After five years of various versions of Multimodal Translation Task at the Workshop on Asian Translation 2024 (WAT2024), WMT continues with a merger: “English-to-Lowres Multimodal Translation Task”. The task relies on our “{Hindi, Bengali, Malayalam, Hausa} Visual Genome” datasets, all of which provide text and images suitable for English-{Hindi, Bengali, Malayalam, Hausa} machine translation tasks and multimodal research.
Hindi, Bengali, and Malayalam are Indic medium-to-low-resource languages, Hausa is a low-resource African language.
Timeline
-
August 10, 2024: Translations need to be submitted to the organizers
-
August 30, 2024: System description paper submission deadline
-
September 27, 2024: Review feedback for system description
-
October 4, 2024: Camera-ready
-
November 15 or 16, 2024: Workshop takes place
Task Description
The setup of the task is as follows:
-
Inputs:
-
An image,
-
A rectangular region in that image,
-
A short English caption of the rectangular region.
-
-
Expected Output:
-
The caption of the rectangual region in {Hindi, Bengali, Malayalam, Hausa}.
-
Types of Submissions Expected
Participants are welcome to submit outputs for any subsets of the task languages (Hindi, Bengali, Malayalam, Hausa) for any subset of the following task modalities:
-
Text-only translation (Source image not used)
-
Image captioning (English source text not used)
-
Multi-modal translation (uses both the image and the text)
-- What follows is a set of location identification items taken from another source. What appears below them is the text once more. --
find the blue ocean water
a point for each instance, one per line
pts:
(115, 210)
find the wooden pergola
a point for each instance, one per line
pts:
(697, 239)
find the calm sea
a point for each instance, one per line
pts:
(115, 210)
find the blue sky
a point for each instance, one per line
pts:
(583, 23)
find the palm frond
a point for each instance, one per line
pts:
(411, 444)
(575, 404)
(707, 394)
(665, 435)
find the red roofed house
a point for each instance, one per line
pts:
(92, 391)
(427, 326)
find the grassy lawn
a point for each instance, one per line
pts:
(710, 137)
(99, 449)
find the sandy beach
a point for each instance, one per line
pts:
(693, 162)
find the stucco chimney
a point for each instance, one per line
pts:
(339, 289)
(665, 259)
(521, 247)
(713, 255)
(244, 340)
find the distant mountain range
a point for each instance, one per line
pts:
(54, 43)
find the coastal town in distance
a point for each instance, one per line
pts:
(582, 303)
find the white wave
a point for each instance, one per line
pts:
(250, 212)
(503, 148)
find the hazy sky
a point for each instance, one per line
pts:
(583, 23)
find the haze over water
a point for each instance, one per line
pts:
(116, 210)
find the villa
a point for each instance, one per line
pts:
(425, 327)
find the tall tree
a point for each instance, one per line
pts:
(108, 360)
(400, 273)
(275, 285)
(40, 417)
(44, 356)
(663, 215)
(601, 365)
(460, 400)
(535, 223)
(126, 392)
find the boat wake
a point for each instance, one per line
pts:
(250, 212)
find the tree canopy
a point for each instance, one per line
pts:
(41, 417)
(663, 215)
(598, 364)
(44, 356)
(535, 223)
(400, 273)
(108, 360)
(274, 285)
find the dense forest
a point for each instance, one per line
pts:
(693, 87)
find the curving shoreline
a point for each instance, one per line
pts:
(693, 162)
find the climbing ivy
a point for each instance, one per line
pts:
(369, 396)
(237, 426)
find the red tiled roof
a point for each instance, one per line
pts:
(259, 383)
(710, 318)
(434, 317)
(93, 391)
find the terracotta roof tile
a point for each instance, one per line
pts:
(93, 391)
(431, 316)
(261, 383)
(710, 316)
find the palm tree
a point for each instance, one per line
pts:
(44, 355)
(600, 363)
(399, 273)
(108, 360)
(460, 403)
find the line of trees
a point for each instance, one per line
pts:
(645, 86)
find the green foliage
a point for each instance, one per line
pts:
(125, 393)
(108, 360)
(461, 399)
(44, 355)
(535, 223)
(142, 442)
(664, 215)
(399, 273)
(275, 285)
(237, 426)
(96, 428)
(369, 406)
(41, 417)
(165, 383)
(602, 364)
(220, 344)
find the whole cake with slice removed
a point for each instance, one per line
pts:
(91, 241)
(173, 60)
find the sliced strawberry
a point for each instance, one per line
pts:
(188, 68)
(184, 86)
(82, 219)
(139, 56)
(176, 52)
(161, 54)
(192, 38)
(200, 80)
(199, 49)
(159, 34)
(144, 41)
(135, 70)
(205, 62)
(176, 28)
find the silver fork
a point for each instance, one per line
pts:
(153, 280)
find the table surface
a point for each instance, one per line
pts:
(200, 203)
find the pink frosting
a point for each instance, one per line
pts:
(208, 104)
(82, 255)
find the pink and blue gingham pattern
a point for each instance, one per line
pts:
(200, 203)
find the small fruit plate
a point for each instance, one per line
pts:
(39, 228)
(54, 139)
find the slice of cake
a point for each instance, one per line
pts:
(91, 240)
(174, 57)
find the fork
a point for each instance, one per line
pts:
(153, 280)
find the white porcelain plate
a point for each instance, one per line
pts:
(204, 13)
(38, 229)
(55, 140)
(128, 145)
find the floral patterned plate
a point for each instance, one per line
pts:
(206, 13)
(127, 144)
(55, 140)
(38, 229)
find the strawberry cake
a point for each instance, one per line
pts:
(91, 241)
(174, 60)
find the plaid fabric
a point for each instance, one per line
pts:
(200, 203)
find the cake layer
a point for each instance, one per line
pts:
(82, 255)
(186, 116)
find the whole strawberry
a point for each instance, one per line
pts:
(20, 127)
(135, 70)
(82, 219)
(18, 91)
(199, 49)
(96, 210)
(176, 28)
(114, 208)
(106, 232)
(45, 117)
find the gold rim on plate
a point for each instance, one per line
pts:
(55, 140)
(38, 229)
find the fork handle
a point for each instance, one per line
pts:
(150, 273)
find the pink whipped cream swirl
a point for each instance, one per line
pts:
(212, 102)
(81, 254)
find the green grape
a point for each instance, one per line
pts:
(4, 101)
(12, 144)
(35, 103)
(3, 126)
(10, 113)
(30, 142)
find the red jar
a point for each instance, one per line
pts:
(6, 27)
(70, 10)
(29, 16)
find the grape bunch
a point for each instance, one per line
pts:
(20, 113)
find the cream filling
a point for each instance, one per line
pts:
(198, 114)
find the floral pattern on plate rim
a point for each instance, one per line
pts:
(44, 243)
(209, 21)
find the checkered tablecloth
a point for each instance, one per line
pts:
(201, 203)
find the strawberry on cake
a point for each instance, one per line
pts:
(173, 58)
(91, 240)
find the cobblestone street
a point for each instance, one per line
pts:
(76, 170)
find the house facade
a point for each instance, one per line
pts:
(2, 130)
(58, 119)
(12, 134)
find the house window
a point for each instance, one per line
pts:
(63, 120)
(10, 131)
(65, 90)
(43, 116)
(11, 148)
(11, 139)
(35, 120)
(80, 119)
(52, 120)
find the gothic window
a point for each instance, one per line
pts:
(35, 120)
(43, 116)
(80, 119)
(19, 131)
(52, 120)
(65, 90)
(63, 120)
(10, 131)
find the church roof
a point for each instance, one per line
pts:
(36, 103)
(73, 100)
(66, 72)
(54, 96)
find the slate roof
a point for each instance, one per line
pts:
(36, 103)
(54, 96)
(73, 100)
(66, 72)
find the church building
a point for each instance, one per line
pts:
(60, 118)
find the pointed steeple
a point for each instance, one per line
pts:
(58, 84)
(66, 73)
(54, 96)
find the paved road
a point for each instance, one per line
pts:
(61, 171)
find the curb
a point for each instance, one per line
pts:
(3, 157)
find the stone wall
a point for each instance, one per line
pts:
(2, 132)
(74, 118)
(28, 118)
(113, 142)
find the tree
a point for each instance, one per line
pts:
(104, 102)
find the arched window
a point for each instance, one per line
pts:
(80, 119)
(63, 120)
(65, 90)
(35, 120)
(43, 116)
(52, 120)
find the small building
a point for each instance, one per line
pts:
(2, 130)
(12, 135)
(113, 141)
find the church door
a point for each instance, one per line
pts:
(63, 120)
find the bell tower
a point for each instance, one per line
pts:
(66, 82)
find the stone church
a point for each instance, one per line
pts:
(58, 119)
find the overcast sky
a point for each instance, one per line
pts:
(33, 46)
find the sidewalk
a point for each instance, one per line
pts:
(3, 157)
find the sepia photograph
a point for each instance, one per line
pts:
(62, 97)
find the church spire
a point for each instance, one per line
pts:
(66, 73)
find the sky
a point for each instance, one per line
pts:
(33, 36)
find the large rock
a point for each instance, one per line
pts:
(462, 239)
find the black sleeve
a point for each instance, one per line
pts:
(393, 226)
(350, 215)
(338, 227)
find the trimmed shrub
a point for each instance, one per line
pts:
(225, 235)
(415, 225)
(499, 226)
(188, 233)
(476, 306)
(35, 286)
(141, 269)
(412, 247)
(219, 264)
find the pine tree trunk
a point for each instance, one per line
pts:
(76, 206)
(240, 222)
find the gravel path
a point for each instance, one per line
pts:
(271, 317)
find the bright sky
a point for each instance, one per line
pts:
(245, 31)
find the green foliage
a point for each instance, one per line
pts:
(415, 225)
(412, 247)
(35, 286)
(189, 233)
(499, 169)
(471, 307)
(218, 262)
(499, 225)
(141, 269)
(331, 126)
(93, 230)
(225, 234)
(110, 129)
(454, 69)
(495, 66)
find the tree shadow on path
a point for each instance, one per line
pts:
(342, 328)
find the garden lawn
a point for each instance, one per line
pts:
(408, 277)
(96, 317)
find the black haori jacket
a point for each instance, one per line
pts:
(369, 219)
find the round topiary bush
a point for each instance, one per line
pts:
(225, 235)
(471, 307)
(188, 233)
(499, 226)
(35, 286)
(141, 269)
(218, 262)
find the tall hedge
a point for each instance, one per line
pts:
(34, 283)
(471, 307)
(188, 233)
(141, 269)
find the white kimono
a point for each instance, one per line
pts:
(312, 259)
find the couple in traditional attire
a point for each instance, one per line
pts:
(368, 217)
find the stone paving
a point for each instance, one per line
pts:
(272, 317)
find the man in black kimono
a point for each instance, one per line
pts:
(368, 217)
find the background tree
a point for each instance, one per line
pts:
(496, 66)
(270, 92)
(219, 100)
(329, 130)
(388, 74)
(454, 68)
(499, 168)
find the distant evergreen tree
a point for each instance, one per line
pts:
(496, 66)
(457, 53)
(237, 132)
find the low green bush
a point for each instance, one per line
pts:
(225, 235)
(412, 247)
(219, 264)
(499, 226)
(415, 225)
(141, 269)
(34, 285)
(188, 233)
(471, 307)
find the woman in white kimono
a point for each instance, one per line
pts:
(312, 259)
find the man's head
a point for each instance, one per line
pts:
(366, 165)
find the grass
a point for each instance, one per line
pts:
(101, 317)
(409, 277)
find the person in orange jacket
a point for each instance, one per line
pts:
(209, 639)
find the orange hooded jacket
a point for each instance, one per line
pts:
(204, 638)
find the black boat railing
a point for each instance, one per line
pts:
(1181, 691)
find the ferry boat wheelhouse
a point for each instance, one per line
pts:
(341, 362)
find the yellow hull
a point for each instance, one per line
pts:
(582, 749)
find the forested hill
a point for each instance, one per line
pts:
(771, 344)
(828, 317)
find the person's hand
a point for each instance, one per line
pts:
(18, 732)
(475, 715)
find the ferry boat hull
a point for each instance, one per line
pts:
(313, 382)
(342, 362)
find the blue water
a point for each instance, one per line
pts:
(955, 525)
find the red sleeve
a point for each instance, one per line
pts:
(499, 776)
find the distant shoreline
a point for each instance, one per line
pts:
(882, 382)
Participants must indicate to which track their translations belong:
-
Text-only / Image-only / Multi-modal
-
see above
-
-
Domain-Aware / Domain-Unaware
-
Whether or not the full (English) Visual Genome was used in training.
-
-
Bilingual / Multilingual
-
Whether or not your model is multilingual, translating from English into all of the desired languages, or whether you used individual pairwise models.
-
-
Constrained / Non-Constrained
-
The limitations for the constrained systems track are as follows:
-
Allowed pretrained LLMs:
-
Llama-2-7B, Llama-2-13B, Mistral-7B
-
You may adapt / finetune / whatever these models using the provided constrained data only.
-
-
Allowed multimodal LLMs
-
CLIP, DALL-E, Gemini, LLaVA
-
You may adapt / finetune / whatever these models using the provided constrained data only. Mention if you use any other Multimodal LLMs.
-
-
Allowed pretrained LMs:
-
mBART, BERT, RoBERTa, XLM-RoBERTa, sBERT, LaBSE (all in all publicly available model sizes)
-
-
You may ONLY use the training data allowed for this year (linked below).
-
You may use any publicly available automatic quality metric during your development
-
Any basic linguistics tools (taggers, parsers, morphology analyzers, etc.)
-
-
-
Non-constrained submissions may use other data or pretrained models but need to specify what was used.
Training Data
The {Hindi, Bengali, Malayalam, Hausa} Visual Genome consists of:
-
29k training examples
-
1k dev set
-
1.6k evaluation set
All the datasets use the same underlying set of images with a handful of differences due to sanity checks which were carried out in each of the languages independently.
Evaluation
WAT2024 Multi-Modal Task will be evaluated on:
-
1.6k evaluation set of {Hindi, Bengali, Malayalam, Hausa} Visual Genome
-
1.4k challenge set of {Hindi, Bengali, Malayalam, Hausa} Visual Genome
Means of evaluation:
-
Automatic metrics: BLEU, CHRF3, and others
-
Manual evaluation, subject to the availability of {Hindi, Bengali, Malayalam, Hausa} speakers
Registration
Please register your team by sending application following WAT application here
Download Links
Paper and References
-
Hindi Visual Genome: A Dataset for Multi-Modal English to Hindi Machine Translation
-
Bengali Visual Genome: A Multimodal Dataset for Machine Translation and Image Captioning
-
Hausa Visual Genome: A Dataset for Multi-Modal English-to-Hausa Machine Translation
-
IITP at WAT 2021: System description for English-Hindi Multimodal Translation Task
Organizers
-
Shantipriya Parida (Silo AI, Finland)
-
Ondřej Bojar (Charles University, Czech Republic)
-
Idris Abdulmumin (University of Pretoria, South Africa)
-
Shamsuddeen Hassan Muhammad (Imperial College London, UK)
-
Ibrahim Said Ahmad (Institute for Experimental AI, Northeastern University, USA)
Contact
License
The data is licensed under Creative Commons Attribution-NonCommercial-ShareAlike 4.0 International.
Acknowledgment
The datasets in this shared task were supported by the grant 19-26934X (Neural Representations in Multi-modal and Multi-lingual Modelling) of the Grant Agency of the Czech Republic.